Dans ce récit remanié, il trouve matière à satisfaire un de ses péchés mignons : mêler le rêve à la réalité. Ainsi, les cauchemars sadomasochistes de Séverine lui offrent l’occasion de séquences étonnantes comme celle qui ouvre le film dans les bois et où elle rêve à certains sévices que pourrait lui infliger son si traditionnel époux. On y retrouve aussi les fascinations du cinéaste pour les pieds, objets de tous ses fantasmes, et son goût du sarcasme pour ce qui touche à la religion. Sans oublier la dénonciation de la pédophilie qui est implicitement évoquée durant toute l’histoire.
Pour réussir un tel film qui pouvait vite tomber dans le scabreux, Luis Buñuel devait aussi trouver le casting sans la moindre fausse note. Celui de Belle de jour est tout à fait extraordinaire. Michel Piccoli est inquiétant à souhait; Francis Blanche campe le patron d’une petite usine, très porté sur « la chose », Françoise Fabien joue une belle de nuit très classe, quand Pierre Clementi, avec sa dentition d’or, est une étonnante petite frappe.

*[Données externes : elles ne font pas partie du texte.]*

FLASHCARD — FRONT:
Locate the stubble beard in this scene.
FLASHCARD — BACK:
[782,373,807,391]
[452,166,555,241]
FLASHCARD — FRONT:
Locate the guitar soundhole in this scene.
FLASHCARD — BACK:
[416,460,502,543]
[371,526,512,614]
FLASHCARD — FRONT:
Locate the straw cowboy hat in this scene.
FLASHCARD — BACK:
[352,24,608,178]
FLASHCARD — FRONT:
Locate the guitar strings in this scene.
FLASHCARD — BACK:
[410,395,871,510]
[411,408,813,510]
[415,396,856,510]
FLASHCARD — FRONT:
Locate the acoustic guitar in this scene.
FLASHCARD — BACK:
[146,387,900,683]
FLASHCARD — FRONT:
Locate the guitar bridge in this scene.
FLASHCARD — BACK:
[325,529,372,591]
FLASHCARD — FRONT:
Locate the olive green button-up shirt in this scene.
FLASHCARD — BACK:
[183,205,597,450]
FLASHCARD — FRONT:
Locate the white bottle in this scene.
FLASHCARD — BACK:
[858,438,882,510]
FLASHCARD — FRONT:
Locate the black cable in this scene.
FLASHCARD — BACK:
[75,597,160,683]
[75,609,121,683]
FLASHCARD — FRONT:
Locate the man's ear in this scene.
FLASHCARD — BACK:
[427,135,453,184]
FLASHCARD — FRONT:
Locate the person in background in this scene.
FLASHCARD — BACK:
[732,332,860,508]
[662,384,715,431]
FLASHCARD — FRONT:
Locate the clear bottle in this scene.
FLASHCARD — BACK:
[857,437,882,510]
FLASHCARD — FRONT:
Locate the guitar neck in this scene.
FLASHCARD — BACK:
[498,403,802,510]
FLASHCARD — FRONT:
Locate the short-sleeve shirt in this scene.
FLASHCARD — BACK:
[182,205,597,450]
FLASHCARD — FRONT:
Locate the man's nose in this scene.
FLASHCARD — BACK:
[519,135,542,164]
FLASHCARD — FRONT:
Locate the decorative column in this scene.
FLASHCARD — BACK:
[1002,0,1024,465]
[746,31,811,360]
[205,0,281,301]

Et puis, il y a au cœur du film, la royale Catherine Deneuve. Son choix est une idée des producteurs. Et c’était gonflé car Catherine Deneuve était marqué en France pour son rôle de jeune fille pudique et spirituelle dans Les Parapluies de Cherbourg de Jacques Demy. Il y avait il est vrai son personnage de femme blessée dans le Répulsion, de Roman Polanski. Même s’il aimait les actrices plus troubles comme Jeanne Moreau, Luis Buñuel se laissa convaincre et ne le regretta point. Dans Conversations avec Luis Buñuel, il déclara : « Son genre m’a paru convenir pour le personnage : très belle, réservée et étrange. Je l’ai acceptée. »
Et dans la scène comme celle – dérangeante- du cercueil avec le toujours distingué Georges Marchal, elle est troublante à souhait. Tout comme dans celle où Séverine découvre, par un judas, les goûts particuliers du magistrat qui se déguise en majordome pour parvenir à jouir.
Certes Catherine Deneuve ne garde pas du tournage un souvenir ému car les relations avec Buñuel pouvait être difficile : « C’est bien de subir ce genre de contraintes, mais on doit aussi travailler de son plein gré. Là, je n’ai pas dépassé le premier stade : celui de la contrainte. J’étais trop jeune peut être. Séverine ressemble aux obsessions de Buñuel, pas à moi ». Malgré tout, à voir le résultat final qui n’a pas pris une ride, la contrainte fut payée de retour et Catherine Deneuve a pu exprimer tout un aspect trouble de Séverine, sans se départir de son altière beauté.